Netizen Teriak Menolak Lupa, Munir Jadi Topik Populer Twitter

CNN Indonesia | Senin, 07/09/2020 16:20 WIB
Sejumlah netizen meramaikan tagar menolak lupa kasus aktivis HAM Munir Said Thalib yang belum tuntas hingga hari. Ilustrasi aktivis HAM Munir. (CNN Indonesia/Setyo Aji Harjanto)
Jakarta, CNN Indonesia --


Tepat 16 tahun lalu, aktivis Hak Asasi Manusia (HAM), Munir Said Thalib meninggal dunia.

Ia tewas dalam penerbangan pesawat Garuda Indonesia ke Belanda untuk melanjutkan studinya di Universitas Utrecht pada 7 September 2004 lalu. Hasil autopsi, menunjukkan Munir tewas karena racun arsenik.

Namun kasusnya tidak jelas sampai hari ini. Hal itu yang menjadi perhatian khusus netizen hingga menggaungkan nama Munir menjadi topik terpopuler di media sosial Twitter, Senin (7/9).



Musisi Anandabadudu menjadi salah satu yang menggaungkan nama Munir pada cuitan akun Twitter pribadinya. Menurut dia meski Munir telah tewas, namun jiwanya tetap hidup.

Pembuat film dokumenter Watchdog, Ari Trismana, ikut mengunggah foto siluet Munir lengkap dengan deskripsi 'menolak lupa'.


Sementara itu politisi Partai Demokrat Rachland Nashidik ikut memberikan pandangannya mengenai 16 tahun kematian Munir.
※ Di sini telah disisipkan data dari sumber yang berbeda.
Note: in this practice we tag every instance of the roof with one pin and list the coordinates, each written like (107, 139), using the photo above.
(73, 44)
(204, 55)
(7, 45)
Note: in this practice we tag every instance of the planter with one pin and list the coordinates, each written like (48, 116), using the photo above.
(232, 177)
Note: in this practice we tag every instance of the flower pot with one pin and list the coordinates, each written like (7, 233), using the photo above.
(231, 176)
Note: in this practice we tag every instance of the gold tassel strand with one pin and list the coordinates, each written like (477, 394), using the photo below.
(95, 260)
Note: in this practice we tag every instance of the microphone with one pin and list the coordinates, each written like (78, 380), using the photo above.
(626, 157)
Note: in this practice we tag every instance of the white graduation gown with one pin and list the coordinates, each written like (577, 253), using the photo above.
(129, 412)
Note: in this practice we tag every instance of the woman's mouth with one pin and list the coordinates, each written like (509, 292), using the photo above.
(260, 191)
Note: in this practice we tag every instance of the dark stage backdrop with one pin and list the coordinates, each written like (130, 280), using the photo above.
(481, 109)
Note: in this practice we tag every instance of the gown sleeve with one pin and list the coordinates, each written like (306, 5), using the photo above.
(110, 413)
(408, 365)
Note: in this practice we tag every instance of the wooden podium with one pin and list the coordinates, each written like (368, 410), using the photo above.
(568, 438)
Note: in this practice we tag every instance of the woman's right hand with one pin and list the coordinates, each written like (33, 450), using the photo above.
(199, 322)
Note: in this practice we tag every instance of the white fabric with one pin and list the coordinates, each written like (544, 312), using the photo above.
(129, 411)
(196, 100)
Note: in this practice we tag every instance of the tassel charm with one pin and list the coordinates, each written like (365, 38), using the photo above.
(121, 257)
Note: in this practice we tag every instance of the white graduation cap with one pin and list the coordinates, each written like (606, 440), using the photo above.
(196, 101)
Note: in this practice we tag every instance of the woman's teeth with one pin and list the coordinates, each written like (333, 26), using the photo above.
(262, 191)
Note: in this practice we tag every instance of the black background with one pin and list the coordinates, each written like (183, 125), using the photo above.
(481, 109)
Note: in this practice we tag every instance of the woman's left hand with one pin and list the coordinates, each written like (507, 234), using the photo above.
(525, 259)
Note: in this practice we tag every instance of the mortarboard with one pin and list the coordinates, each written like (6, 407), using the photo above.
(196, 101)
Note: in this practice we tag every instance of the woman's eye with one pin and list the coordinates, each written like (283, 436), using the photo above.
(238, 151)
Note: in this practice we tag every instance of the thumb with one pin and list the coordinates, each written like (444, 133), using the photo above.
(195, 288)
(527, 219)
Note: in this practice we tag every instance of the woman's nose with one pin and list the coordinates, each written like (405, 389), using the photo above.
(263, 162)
Sedangkan pemilik akun Andrew Fandino dalam cuitannya mengingatkan soal janji Presiden Joko Widodo yang akan mengungkap kasus Munir pada 2016.


Hingga pukul 15.55 WIB pembahasan soal Munir dan tanda pagar menolak lupa masih menjadi trending di Twitter.

Pada 7 September 2004 silam, Munir tewas dalam penerbangan dari Jakarta menuju Amsterdam, Belanda. Hasil autopsi menunjukkan Munir tewas karena racun arsenik. Penyelidikan saat itu dilakukan, namun menurut kelompok masyarakat sipil baru pelaku lapangan yang ditindak.

Proses persidangan kasus pembunuhan Munir menjerat dua orang. Mereka adalah bekas pilot Garuda Indonesia Pollycarpus Budihari Priyanto dan Direktur Utama Garuda Indra Setiawan.

Indra divonis setahun penjara, sementara Pollycarpus divonis 14 tahun penjara, dengan remisi total 4 tahun 6 bulan 20 hari dan kini telah bebas. Selain itu, mantan Deputi V Badan Intelijen Negara (BIN) Muchdi Purwoprandjono alias Muchdi PR juga sempat diseret ke pengadilan terkait kasus pembunuhan Munir, namun ia divonis bebas.

Sementara itu Mantan Sekretaris Tim Pencari Fakta (TPF) Kasus Munir, Usman Hamid sempat meminta Presiden Joko Widodo membuka seluruh hasil penyelidikan TPF terkait pembunuhan Munir.

Perintah mengumumkan hasil penyelidikan TPF Kasus Munir dimuat dalam Keputusan Presiden Nomor 111 tahun 2004 era Susilo Bambang Yudhoyono. Dalam poin kesembilan Keppres tentang Pembentukan Tim Pencari Fakta Kasus Meninggalnya Munir itu disebut, pemerintah mengumumkan hasil penyelidikan tim kepada masyarakat.

Namun, pemerintah mengklaim dokumen TPF hilang. Padahal sejak lama TPF telah memberikan dokumen hasil penyelidikan itu kepada pihak Kementerian Sekretariat Negara.